Cumhurbaşkanı Erdoğan: 'İstanbul'un kıymetini bilemedik'

A
A
A
Cumhurbaşkanı Erdoğan: 'İstanbul'un kıymetini bilemedik'

Cumhurbaşkanı Erdoğan, "Kadim şehirlerin en önemli güzelliği, ana karakterlerini kaybetmeden yeniyi bünyelerinde eritmesi, özlerinden katarak yeniden yoğurmasıdır. İstanbul bu açıdan gerçekten müstesna bir şehirdir. Ama biz bu şehrin kıymetini bilmedik" dedi.

Cumhurbaşkanlığı himayesinde ve Esenler Belediyesi'nin ev sahipliğinde gerçekleştirilen Uluslararası Şehir ve Sivil Toplum Kuruluşları Zirvesi Cumhurbaşkanı Recep Tayyip Erdoğan'ın katılımıyla devam etti.
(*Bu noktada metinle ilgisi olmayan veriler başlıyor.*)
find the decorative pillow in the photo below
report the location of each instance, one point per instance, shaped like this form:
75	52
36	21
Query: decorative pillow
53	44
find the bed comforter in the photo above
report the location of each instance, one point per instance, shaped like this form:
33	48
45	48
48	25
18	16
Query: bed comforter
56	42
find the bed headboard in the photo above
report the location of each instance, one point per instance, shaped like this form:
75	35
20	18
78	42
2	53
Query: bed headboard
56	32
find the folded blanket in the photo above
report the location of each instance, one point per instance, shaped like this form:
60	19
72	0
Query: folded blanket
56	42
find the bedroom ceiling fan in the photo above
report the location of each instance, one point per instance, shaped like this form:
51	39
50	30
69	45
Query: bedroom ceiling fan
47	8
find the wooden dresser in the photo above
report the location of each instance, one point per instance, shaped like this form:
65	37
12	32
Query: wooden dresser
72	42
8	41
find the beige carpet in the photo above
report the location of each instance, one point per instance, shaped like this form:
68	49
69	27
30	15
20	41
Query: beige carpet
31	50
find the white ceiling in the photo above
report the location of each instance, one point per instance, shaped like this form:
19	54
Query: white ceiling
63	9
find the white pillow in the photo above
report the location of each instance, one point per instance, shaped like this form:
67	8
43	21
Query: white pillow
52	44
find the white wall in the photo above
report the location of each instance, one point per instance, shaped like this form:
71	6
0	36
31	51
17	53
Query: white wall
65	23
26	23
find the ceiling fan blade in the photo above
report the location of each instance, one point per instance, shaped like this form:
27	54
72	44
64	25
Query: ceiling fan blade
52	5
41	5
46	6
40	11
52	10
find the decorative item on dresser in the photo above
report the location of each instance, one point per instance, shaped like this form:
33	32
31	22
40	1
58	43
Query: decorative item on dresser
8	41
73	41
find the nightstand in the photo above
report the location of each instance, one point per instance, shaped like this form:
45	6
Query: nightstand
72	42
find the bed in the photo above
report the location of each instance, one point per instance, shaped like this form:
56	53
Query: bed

Yıldız Teknik Üniversitesi Davutpaşa Kongre ve Kültür Merkezi'nde gerçekleştirilen zirveye, Erdoğan'ın yanı sıra, AK Parti Genel Başkan Yardımcısı Ravza Kavakçı Kan, AK Parti İstanbul Milletvekili ve MKYK üyesi Burhan Kuzu, İstanbul Valisi Vasip Şahin, Esenler Belediye Başkanı Mehmet Tevfik Göksu, zirvenin kurulu üyeleri ile yerel ve uluslararası sivil toplum kuruluşları temsilcileri ve çok sayıda akademisyen katıldı. Şehir ve insan hayatına yönelik çalışmalar yürüten sivil toplum kuruluşların iş birliğinin artması amacıyla gerçekleşen zirvede Cumhurbaşkanı Recep Tayyip Erdoğan konuştu. 60 ülkeden 192 sivil toplum kuruluşunun katıldığı zirvede konuşan Erdoğan, şehrin önemine değinerek, "Şehir sadece mekan değildir. Şehir bunun ötesinde insanın hayata kendine ve etrafındaki tüm varlıklara dair tasavvurunu tecessüm etmiş halidir. Şehirler bir medeniyetin kurucu unsuru olmuştur. Medeniyet şehirdir. Şehir de Medinedir. Medine 14 asırlık tarihi boyuncu islam medeniyetinin sembol şehri olmuştur. Batı medeniyetine baktığımızda ise kurucu şehir misyonunun Atina ve Roma üstlendiğini görürüz .Bu iki medeniyet arasındaki farka baktığımızda İslam medeniyetinde yaratıcı ile yaratılan arasındaki ilişki doğrudan şehre yansırken, batıda daha çok çatışma üzerinden şekillenmiştir. Tevhid yani vahdet birlik ve bütün tüm İslam şehirlerin alameti farikasıdır. Medine'de çarşı ile cami, medrese ile pazar yeri ölümle hayat bir bütündür. Şehrin merkezinin mabedler, ulu camiler oluşturur. İslam şehirlerinde ihtişam ile sadelik, vakar ile tevazu yeni ile eski dünya ile ahiret iç içedir ve bir aradadır" dedi. 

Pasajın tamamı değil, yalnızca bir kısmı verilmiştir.